The other problem I see with thinking of the solution as lying in formally organized parish ministries (within the context of a parish where people don't know one another well) is that the help isn't customized to the need of the individual. As Elizabeth Duffy says in her post, there's no one-size-fits-all kind of support that would help every mom. I recently heard about a young woman who was at a breaking point with all the demands of her young children, whose girlfriends from the parish devised a unique solution: They secretly arranged with her husband to take the kids out to the movie one Friday night. He told her he was just going to pick something up at the store...and as soon as he left, five friends (whom she originally met through a moms' group at church) surprised her by showing up at her door with wine and her favorite sea-salt chips. Her friends knew that that "girls' night in" was exactly what she needed, and they were right: She still raves about how that night turned things around for her for a long time to come.

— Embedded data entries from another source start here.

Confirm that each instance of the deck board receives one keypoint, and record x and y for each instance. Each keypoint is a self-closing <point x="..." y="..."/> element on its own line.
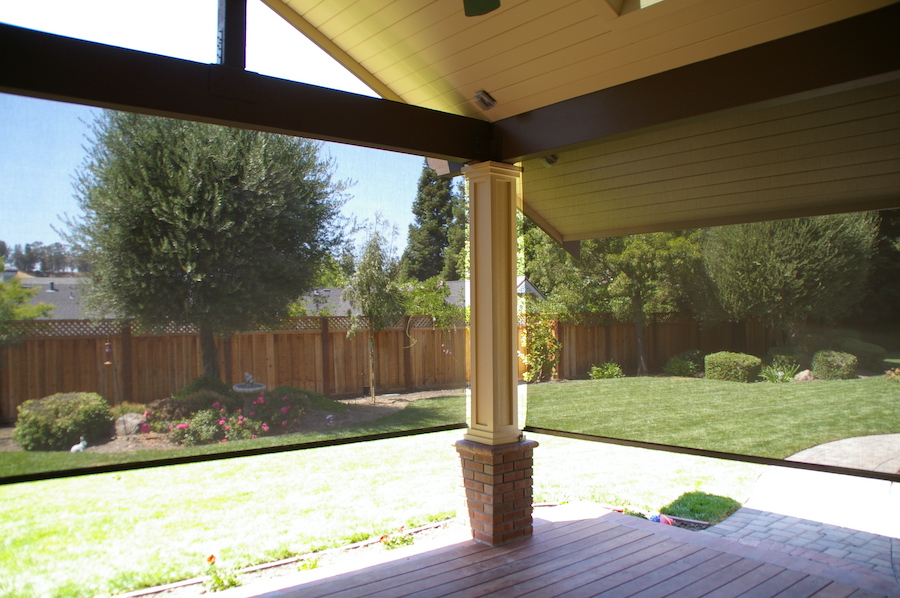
<point x="609" y="556"/>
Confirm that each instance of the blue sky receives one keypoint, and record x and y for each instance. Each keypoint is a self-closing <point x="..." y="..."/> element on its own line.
<point x="42" y="142"/>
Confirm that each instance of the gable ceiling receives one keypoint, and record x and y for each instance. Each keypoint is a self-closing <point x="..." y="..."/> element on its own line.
<point x="657" y="116"/>
<point x="532" y="53"/>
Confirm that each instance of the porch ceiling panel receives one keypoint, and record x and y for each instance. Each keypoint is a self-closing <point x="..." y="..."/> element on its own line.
<point x="827" y="154"/>
<point x="529" y="54"/>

Now, that kind of thing wouldn't work well for aspiring hermits like me; having unexpected visitors when I was already maxed out would cause me so much stress that I'd probably end up in a padded cell before they even opened the wine. On the other hand, the drive-by present that blessed me so much back in 2009 might not work for another kind of person, who could end up feeling sad that the friend didn't stop in for a chat. 

When you're part of a close-knit community, these things work themselves out naturally. After a few years, everyone settles into their places within the group, and can give and receive in ways that work for their state of life and their temperaments. My friend knew exactly what I most needed, just like the other mom's friends knew exactly what she most needed. In each case, our relationships started through formal church organizations, but eventually transcended those lines to become friendships. And it was only then that we were able to offer personalized, intimate support to one another.

Therefore, the problem as I see it is: How can we create parish environments that foster meaningful relationships among parishioners?

There are no easy answers. On the macro level, I'd love to see a push for geographically-based Catholic communities where folks live within walking distance of one another and of the parish church. On the micro level, I think families in their childbearing years would benefit tremendously from choosing one location and putting down roots, not even changing neighborhoods if at all possible. Real communities require years of the same people being in the same place in order to gel. Our family has been at the same parish since 2005 and in the same house since 2007, and it's only been within the past year or two that we've finally begun to feel closely connected to our neighbors and fellow parishioners.

Admittedly, those are pie-in-the-sky ideas, and they don't offer short-term fixes. But I believe that there are a lot of solutions out there, and that it's possible to see the Church have a great rekindling of that "true Christian brotherhood" that Melanie Bettinelli describes so well. And I think that finding the right answers for how to help struggling moms -- or single people, or infertile couples, or anyone else who could use some support -- begins with asking the question, "How can we make our parishes feel less like a gathering of strangers, and more like a family?"